I just need an explanation of how base + offset addressing modes work. Having trouble finding a clear-cut answer for this. (I've been working with the LC-3, not sure if that matters). A simple example would also be helpful.
Thank you!
Asked
Active
Viewed 1.1k times
2
-
I believe I figured out the answer which is listed below. Thank for those who attempted to answer the question but the answers were not correct (at least in terms of the LC-3 architecture, I'm not sure, maybe base + offset works differently elsewhere). Anyone who is VERY familiar with the LC-3 and is confident in how base + offset addressing works, please review my answer below to see if it is correct. Thank you! – Matt May 05 '15 at 23:34
3 Answers
0
MOV EAX,[EBP+8]
MOV EBX,[EBP+12]
EBP is the base here (holds the base address) like "00402000" for instance so the EAX will be loaded with the value in the address [00402000+8] I.e 00402004
the accountant
- 506
- 6
- 14
-
Not quite what I am looking for. In the LC-3, the base used is a register. The instruction for the LC-3 opcode looks like this: 0110 010 110 001101 The first four bits is the opcode (an LDR in this case); the next three is the destination register; the next three is the base register; and the last 6 is the offset (in 2's complement). If I am correct (and anyone please correct me if I am wrong), it takes the value of the base register, which is an address, adds the offset to it, and stores the value in the destination register, although I can't seem to get the correct answer. – Matt May 05 '15 at 22:17
0
Base + Index addressing mode
2 Registers specify the address of an operand in an instruction. Add the numerical values stored in those registers to get the complete address of an operand.
Ex.
A = 1000
Register A = 1000
Register B = 8
MOV C, [A,B] => C = contents of location A+B
There is a flavor to Base + Indexing addressing called the base + Index + displacement
Displacement = immediate value in the instruction that is added to the Base + Index. thats what you see in your opcode.
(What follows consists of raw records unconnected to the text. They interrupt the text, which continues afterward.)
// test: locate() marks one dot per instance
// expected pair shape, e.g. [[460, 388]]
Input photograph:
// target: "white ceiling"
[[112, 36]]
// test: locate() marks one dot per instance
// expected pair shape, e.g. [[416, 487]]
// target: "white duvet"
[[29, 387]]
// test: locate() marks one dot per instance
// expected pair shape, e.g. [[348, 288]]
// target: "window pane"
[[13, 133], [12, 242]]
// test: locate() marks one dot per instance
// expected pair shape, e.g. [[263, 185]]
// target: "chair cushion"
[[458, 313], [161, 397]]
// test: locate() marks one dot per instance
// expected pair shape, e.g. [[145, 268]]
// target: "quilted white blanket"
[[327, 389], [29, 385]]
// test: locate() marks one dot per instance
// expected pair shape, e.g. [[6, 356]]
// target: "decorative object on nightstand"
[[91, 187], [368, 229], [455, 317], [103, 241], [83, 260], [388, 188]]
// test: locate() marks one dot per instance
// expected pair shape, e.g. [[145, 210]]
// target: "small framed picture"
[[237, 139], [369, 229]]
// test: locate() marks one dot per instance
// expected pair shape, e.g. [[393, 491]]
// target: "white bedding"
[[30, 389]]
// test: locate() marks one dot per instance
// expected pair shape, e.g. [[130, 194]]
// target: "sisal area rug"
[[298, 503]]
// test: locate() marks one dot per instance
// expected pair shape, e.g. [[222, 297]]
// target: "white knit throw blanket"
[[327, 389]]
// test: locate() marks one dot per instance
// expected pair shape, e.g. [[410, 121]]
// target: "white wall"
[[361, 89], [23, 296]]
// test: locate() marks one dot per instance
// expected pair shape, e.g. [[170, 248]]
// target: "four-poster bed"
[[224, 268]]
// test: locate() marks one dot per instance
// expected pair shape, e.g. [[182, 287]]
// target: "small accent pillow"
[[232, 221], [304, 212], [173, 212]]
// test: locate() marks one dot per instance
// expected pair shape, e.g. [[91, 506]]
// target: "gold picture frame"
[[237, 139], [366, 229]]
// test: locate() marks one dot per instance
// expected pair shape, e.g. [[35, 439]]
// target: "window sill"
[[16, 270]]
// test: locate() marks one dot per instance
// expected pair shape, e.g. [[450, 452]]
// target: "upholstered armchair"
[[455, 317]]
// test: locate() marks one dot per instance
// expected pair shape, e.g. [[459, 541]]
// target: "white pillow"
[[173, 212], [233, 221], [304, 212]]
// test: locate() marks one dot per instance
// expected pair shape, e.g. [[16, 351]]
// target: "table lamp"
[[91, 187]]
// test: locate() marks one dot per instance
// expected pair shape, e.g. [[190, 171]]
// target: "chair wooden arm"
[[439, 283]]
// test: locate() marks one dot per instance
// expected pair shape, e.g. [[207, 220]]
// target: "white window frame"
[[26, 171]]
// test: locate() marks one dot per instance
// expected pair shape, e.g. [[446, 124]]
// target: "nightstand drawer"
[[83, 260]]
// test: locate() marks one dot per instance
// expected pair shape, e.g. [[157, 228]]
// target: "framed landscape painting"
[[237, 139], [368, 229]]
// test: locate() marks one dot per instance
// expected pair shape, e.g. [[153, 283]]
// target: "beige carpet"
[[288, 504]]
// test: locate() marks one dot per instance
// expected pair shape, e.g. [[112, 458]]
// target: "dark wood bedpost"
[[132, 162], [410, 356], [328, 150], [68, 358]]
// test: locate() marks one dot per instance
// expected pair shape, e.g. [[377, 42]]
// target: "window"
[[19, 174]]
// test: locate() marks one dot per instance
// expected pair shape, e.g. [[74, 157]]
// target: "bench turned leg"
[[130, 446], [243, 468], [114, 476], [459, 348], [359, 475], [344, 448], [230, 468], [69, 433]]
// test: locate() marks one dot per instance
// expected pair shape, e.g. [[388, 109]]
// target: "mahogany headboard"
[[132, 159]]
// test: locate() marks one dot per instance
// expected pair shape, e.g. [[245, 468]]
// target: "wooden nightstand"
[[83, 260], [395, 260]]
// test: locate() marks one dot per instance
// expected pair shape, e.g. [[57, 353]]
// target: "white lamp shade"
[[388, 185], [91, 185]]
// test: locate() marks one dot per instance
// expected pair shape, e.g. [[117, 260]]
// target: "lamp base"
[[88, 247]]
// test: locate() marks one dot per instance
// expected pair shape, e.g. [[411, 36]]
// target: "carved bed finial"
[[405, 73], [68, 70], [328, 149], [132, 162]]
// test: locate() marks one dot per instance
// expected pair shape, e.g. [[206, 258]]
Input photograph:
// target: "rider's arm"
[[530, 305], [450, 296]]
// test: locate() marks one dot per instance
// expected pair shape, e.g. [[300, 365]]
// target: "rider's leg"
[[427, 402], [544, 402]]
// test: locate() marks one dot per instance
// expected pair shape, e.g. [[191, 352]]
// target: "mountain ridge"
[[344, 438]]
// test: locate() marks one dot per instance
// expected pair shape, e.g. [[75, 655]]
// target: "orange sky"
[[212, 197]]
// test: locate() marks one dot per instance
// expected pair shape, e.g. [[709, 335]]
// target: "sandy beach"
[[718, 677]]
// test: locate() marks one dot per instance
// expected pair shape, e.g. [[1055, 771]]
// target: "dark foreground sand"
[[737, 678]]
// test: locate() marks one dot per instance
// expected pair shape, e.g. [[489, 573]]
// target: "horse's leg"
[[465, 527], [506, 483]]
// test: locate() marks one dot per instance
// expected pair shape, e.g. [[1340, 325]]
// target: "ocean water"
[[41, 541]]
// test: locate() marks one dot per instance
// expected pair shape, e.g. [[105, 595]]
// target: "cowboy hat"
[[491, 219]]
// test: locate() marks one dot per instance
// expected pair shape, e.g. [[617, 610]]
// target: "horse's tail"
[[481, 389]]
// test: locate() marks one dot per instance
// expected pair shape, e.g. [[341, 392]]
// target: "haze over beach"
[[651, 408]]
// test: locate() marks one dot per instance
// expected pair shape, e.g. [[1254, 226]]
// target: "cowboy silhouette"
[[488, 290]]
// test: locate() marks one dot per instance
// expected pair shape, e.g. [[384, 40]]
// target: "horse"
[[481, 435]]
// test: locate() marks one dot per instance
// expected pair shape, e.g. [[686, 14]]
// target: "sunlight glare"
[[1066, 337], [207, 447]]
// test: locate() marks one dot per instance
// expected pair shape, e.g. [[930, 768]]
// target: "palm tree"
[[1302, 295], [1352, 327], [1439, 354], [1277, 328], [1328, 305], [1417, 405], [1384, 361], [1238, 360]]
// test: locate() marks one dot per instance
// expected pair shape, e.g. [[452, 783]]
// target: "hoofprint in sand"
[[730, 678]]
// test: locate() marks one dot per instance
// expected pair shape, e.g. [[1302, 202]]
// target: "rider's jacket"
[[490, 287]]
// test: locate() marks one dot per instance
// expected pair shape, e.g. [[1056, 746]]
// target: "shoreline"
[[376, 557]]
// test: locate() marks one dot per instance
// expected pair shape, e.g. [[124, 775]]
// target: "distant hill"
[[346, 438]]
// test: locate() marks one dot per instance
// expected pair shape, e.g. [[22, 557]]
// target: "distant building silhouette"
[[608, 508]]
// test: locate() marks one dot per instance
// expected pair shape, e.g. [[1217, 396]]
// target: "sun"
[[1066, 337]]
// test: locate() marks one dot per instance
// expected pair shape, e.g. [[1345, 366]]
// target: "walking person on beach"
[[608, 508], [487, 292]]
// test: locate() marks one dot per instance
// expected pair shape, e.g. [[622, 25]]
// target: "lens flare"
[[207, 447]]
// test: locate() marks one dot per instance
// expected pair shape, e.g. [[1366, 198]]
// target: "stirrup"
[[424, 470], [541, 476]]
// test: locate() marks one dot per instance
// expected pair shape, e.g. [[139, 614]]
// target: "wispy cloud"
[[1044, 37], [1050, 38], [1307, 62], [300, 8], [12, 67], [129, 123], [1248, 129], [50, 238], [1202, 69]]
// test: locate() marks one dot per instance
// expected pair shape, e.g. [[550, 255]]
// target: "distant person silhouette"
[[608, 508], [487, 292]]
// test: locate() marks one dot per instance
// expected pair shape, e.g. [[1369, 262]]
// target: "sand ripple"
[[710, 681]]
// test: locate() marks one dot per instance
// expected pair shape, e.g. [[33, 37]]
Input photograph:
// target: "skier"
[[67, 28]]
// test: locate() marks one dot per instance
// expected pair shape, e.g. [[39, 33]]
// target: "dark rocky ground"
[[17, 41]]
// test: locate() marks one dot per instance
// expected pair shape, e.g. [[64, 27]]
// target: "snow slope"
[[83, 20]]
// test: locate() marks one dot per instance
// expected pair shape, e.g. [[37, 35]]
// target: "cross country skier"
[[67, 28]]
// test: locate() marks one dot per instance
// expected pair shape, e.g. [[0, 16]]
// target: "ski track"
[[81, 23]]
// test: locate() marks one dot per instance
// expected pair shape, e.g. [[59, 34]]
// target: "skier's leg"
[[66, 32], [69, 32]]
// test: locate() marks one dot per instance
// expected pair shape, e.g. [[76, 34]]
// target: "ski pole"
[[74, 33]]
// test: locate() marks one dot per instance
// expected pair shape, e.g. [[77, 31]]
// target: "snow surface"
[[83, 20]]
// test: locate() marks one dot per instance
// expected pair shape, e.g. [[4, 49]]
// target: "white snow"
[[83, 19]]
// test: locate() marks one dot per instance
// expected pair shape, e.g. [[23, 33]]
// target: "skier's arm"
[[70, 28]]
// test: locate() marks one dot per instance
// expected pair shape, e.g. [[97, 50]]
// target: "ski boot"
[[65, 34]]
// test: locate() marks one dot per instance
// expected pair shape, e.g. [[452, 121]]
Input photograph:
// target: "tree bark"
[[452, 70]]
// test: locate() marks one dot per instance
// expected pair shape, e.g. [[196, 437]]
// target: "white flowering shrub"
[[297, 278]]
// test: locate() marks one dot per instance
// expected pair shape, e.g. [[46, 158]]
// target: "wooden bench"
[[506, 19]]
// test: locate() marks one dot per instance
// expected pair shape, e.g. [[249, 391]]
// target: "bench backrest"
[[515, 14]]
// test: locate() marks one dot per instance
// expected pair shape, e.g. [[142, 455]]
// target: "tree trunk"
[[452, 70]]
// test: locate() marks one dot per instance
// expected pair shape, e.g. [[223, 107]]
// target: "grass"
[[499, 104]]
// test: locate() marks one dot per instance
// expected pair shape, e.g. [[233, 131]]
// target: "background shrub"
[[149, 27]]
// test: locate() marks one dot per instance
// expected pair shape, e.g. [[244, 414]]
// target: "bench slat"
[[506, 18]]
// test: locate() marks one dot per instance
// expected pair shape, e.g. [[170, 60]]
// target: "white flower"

instruction = OPCODE + Operand 1 Register Spec + Operand 2's Base Register Spec + Operand 2's Index Register Spec + Immediate value.
imagine a microprocessor with a 8 bit register space.
so a 16 bit operand may have
4 bit for opcode
3 bit for base register 3 bit for index register 6 bit for immediate displacement.
Thanks,
user_kpa
- 1
-
I don't think this is correct. Based on what I have learned in class, I know that you are not adding the two registers together. The destination register is only used to store the calculated value and is not used as an operand. – Matt May 05 '15 at 23:12
0
I believe I have figured out the answer. I'll post it here in case it helps anyone else who has trouble with this. I found the answer hidden deep in the 100 slide powerpoint that my teacher provided XD
This is what happens when performing an LDR using a base register R6 and destination register R2:
MAR<-R6 + IR[5:0]
MDR<-MEM[MAR]
R2<-MDR
Lets say R6 = x3000, IR[5:0] = x5, and R2 = 0 (although this value doesn't matter since it will be loaded with another value at the end)
MAR<-R6 + IR[5:0]
R6 is added to IR[5:0] (which is the offset value in the last six bits of the LDR instruction). The base x3000 (value of R6) has x5 (value of IR[5:0]) added to it, giving us x3005. The MAR (memory address register) now holds x3005.
MDR<-MEM[MAR]
The value in the MAR (x3005) is loaded into the MDR (memory data register).
R2<-MDR
The value in the MDR (x3005) is loaded into R2. R2 now holds the value: x3005.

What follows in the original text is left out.